美国经济的矛盾困境日益凸显。
根据美国劳工统计局8日发布的《劳动生产率与成本》报告,2024年第三季度劳动收入占比降至53.8%,环比下滑0.8个百分点,同时低于本世纪20年代以来约55.6%的平均水平。
这一指标自1947年设立以来首次跌至如此低位,标志着美国劳动者在国民经济中的收益份额达到历史最低水平。
所谓劳动收入占比,系指以报酬形式流向劳动者的经济产出百分比,其中报酬范围涵盖工资、薪金、奖金和养老金缴款等多种形式。
这一指标是衡量收入分配格局的重要参考。
长期以来,该比重在55%至60%之间波动。
2020年新冠疫情期间,由于大量企业停业和失业增加,该指标曾短暂飙升。
疫情后,这一比重开始持续稳步下降,反映出经济恢复过程中收入分配结构的深刻变化。
与劳动收入占比的下滑形成鲜明对比的是,美国经济总体保持增长势头。
美国商务部近期发布的数据显示,第三季度实际国内生产总值年化增长率达4.3%,创下两年来的最快增速。
这意味着美国经济在宏观层面呈现出增长加快的态势。
然而,这种"账面繁荣"却未能惠及广大劳动者。
经济增长的果实主要流向了资本方而非劳动者,反映出经济增长与收入分配之间的严重脱节。
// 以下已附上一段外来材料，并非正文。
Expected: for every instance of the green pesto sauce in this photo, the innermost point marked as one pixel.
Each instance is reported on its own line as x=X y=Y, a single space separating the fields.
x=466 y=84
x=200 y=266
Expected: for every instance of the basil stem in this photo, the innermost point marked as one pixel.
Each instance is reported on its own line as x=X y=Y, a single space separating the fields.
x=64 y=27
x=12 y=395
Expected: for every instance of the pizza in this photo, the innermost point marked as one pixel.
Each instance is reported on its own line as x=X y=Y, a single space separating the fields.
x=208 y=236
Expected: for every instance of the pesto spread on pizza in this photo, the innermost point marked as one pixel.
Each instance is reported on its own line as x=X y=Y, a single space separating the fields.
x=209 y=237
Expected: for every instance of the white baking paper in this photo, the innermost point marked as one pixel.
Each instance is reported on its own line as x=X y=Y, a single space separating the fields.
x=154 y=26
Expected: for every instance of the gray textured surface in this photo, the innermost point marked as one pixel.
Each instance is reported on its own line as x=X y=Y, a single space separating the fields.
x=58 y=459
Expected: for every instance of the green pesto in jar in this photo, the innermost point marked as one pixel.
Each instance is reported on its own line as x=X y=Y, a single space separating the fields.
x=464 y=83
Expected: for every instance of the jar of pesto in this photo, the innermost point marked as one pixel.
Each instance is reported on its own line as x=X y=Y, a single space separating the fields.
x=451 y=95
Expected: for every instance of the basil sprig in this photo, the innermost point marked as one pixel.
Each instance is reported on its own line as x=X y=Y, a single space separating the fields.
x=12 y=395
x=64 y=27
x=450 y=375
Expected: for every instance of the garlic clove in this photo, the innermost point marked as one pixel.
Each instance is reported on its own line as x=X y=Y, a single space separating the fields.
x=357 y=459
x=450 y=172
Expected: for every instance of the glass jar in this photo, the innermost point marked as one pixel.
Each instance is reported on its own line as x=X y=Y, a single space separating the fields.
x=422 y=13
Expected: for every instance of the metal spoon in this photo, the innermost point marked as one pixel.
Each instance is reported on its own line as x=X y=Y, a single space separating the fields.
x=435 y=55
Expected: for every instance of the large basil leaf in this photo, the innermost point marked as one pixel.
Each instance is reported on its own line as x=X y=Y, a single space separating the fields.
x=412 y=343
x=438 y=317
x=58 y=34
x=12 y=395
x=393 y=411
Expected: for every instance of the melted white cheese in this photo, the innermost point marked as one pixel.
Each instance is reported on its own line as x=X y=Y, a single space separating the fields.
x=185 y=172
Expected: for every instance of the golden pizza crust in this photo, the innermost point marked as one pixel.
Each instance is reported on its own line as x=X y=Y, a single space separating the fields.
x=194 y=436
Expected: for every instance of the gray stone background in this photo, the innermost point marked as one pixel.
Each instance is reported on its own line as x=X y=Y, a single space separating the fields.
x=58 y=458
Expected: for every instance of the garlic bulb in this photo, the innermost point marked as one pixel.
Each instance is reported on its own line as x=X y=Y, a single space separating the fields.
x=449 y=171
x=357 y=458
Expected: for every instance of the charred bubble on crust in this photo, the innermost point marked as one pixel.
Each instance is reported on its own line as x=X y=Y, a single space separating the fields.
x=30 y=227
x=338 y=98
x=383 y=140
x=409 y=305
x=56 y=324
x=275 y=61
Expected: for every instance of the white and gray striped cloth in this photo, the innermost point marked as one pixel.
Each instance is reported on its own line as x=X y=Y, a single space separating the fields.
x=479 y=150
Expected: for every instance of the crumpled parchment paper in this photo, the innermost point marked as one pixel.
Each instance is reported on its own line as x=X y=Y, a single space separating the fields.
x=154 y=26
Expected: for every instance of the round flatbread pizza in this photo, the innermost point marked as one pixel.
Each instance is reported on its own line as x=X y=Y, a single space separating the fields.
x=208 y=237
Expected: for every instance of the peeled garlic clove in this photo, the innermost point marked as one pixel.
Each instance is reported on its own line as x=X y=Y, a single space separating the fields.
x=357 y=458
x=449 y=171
经济学家普遍认为,这种现象的根本原因在于企业生产模式的深刻变革。
随着人工智能和自动化技术的广泛应用,企业通过减少人力投入来优化利润结构。
一方面,企业通过机器替代人工降低成本,提高生产效率;另一方面,这种转变在分配层面直接压缩了劳动者分享经济增长红利的空间,对薪资水平形成明显的下行压力。
最终结果是,经济增长产生的收益更多地向企业侧集中,而劳动者在经济增长中的分配比例不断下降。
就业市场的恶化进一步加剧了这一趋势。
美国劳工部近期数据显示,2025年1月美国雇主仅新增5万个就业岗位,而2025年平均每月新增就业岗位约4.9万个,较去年平均每月新增岗位数下降约70%。
这意味着美国求职市场陷入20年未见的严峻形势。
与此形成对比的是,美国企业利润率却创下数十年最高水平,充分说明增长的收益在资本与劳动之间的分配严重失衡。
劳动力市场的波动对宏观经济具有深远影响。
根据PYMNTS、WorkWhile和Ingo Payments等智库联合发布的"薪资钱包指数",美国劳动力市场每年驱动约1.7万亿美元的消费支出,约占消费总支出的15%。
这意味着劳动收入是支撑美国消费的主要力量。
数据表明,劳动力市场工资每波动1%,就会对GDP产生170亿美元的影响。
当前劳动收入占比的下降必然削弱消费能力,进而对经济增长构成潜在压力。
专业机构负责人指出,劳动力经济已成为"经济增长最重要的源泉"。
劳动力市场不仅驱动着消费支出,更是支撑供应链、医疗、工程建设等关键领域的基础。
如果劳动力市场因薪资下降和就业不稳定而无法应对经济波动,其后果将由整个经济体承担。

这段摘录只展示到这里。